Connections: A Story of Aleppo
“In Aleppo Once” is a 1969 memoir by Taqui Altounyan, who spent most of her young life in the ancient Syrian city of Aleppo, where her Armenian father and grandfather were doctors and her grandfather was revered because he established its only hospital after World War I. He had studied medicine in New York, coming to the United States with the help of American missionaries he had met during the Armenian genocide. Altounyan’s mother was an Englishwoman.
Why my husband happens to own a copy of “In Aleppo Once” is another story, but noticing it recently on a bookshelf I could not help but take a look.
It has been widely reported that Aleppo and some of its World Heritage sites have now been demolished. Many of its surviving residents have scattered as refugees, and Christian Armenians, such as the Altounyans, are prominent among them.
Aleppo had a population over two million before this latest war. It is one of the oldest continuously occupied cities in the world. At one end of the Silk Road, it was occupied by people over the centuries from all over the East and Middle East. By the time Taqui arrived there at the age of 2, it might well have been called a melting pot. Armenian, Turkish, Arabic, French, and English were commonly spoken on the streets.
The Altounyan family came to Aleppo after Germany lost World War I, in the twilight days of the Ottoman Empire. Syria was put under a French mandate at the Treaty of Versailles, at the same time that Palestine was put under British control. Uprisings followed, but the Altounyans lived an upper-class life, with a fine house, servants, a mountain retreat during hot weather, leisurely sailing, riding, and tennis, and trips to the countryside, as well as extended periods in England.
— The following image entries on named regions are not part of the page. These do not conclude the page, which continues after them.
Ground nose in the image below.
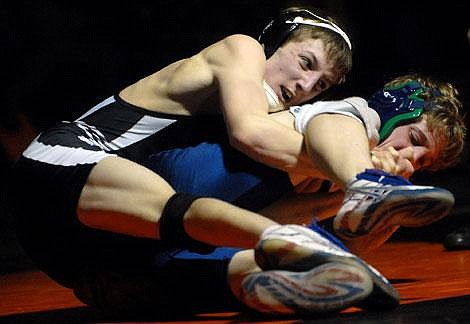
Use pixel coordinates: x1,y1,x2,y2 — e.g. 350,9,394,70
297,71,320,94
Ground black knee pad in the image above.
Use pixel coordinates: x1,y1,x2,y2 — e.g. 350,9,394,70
160,192,214,253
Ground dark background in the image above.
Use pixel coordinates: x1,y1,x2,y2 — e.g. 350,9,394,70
0,0,470,271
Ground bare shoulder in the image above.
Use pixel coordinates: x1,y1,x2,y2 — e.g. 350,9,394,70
201,34,266,62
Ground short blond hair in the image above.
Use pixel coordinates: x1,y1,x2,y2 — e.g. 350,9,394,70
386,73,467,171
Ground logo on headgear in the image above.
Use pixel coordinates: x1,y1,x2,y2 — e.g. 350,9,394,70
368,81,425,142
The book vividly describes the life of Aleppo’s elite a hundred years ago. Taqui and her siblings, for instance, went to tea with a neighbor named Dr. R, a French doctor and diplomat whose house was grander than theirs. “There were rare carpets on the floor and on the walls; the furniture was the typical Damascus work, all inlaid with mother-of-pearl, but very delicately done. There were brilliant Aleppo silk cushions on the hard sofas. We had an uncomfortable but delicious tea . . . with eggshell porcelain and filigree silver, and handmade lace mats. After tea we were shown his collection of gold coins. Drawer after drawer was carefully taken out and we were allowed to handle, weigh, and breathe on the gold discs gleaming dully from their black velvet cases.”
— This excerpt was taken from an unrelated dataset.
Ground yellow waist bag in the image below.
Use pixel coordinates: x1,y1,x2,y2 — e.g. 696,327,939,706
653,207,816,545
Despite this pleasant life, and sorties out of Syria to boarding schools, the troubled history of the country did not escape their notice. The children saw “beggars who sat on our step all day; usually on one side was a mother holding a baby to her withered breast, the child very dirty and its eyes black with flies; on the other side sat a man with one leg.”
In 1959, long after World War II had ended, the Syrian government, by then under civilian rule and after a series of coups, expelled the Altounyan family without warning. The hospital Taqui’s grandfather had founded was turned into a school, their house was razed, and the street, which had been named in their honor, was renamed. At the time, Taqui’s father said Syria had become “a modern fascist Arab state,” which probably was true.
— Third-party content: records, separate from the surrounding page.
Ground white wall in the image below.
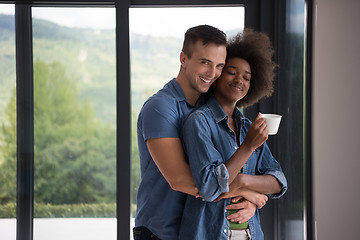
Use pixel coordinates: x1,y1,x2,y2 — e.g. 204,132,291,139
312,0,360,240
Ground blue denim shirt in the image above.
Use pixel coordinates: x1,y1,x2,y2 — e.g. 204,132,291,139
180,98,287,240
135,79,203,240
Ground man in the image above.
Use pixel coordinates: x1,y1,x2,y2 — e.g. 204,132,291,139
134,25,226,240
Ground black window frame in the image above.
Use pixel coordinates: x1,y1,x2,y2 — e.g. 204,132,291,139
0,0,313,240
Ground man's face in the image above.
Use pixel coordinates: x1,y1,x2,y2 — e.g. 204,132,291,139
181,41,226,93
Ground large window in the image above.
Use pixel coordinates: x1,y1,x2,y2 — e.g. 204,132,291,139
0,0,311,240
32,7,116,240
0,4,16,240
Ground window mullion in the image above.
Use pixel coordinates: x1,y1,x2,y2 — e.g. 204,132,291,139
15,4,34,240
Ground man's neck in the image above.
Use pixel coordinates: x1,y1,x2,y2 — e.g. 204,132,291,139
176,71,200,106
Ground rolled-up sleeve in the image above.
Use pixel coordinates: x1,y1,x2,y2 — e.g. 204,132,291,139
183,112,229,201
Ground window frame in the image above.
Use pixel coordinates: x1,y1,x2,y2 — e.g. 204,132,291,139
0,0,313,240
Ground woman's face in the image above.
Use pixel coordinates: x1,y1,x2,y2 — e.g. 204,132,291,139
214,58,251,104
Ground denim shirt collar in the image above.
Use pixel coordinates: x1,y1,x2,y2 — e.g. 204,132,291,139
207,96,245,124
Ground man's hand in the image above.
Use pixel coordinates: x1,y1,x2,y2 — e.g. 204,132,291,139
226,200,256,223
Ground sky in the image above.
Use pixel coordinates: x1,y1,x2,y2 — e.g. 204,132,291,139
0,4,244,37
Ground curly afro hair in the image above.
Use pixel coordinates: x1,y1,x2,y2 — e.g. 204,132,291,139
226,28,277,107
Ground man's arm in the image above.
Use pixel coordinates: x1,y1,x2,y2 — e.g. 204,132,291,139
146,138,199,197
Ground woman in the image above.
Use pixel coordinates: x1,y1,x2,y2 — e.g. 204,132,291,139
180,29,287,240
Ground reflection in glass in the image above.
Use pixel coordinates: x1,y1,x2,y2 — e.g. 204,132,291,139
0,4,17,240
32,8,116,240
130,7,244,227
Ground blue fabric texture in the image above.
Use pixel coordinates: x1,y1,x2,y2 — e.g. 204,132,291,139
135,79,201,240
180,98,287,240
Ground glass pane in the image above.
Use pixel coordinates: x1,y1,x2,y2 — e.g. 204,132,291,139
32,8,116,240
278,0,306,240
0,4,17,240
130,4,244,232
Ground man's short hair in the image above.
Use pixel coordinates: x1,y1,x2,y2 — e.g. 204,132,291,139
182,25,226,58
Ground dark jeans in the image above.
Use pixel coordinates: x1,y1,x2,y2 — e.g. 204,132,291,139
133,227,161,240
Today, given the ascendance of Bashir al-Assad and the ongoing brutal war that has destroyed Aleppo, all of this has a very bittersweet, indeed tragic, air. President Trump has attempted to ban all Syrians — including medical students on education visas, families traveling to see relatives on legal visitors’ visas, and refugees escaping immediate physical peril — from coming to America. If this had happened a century ago, the Altounyans would have been banned, too.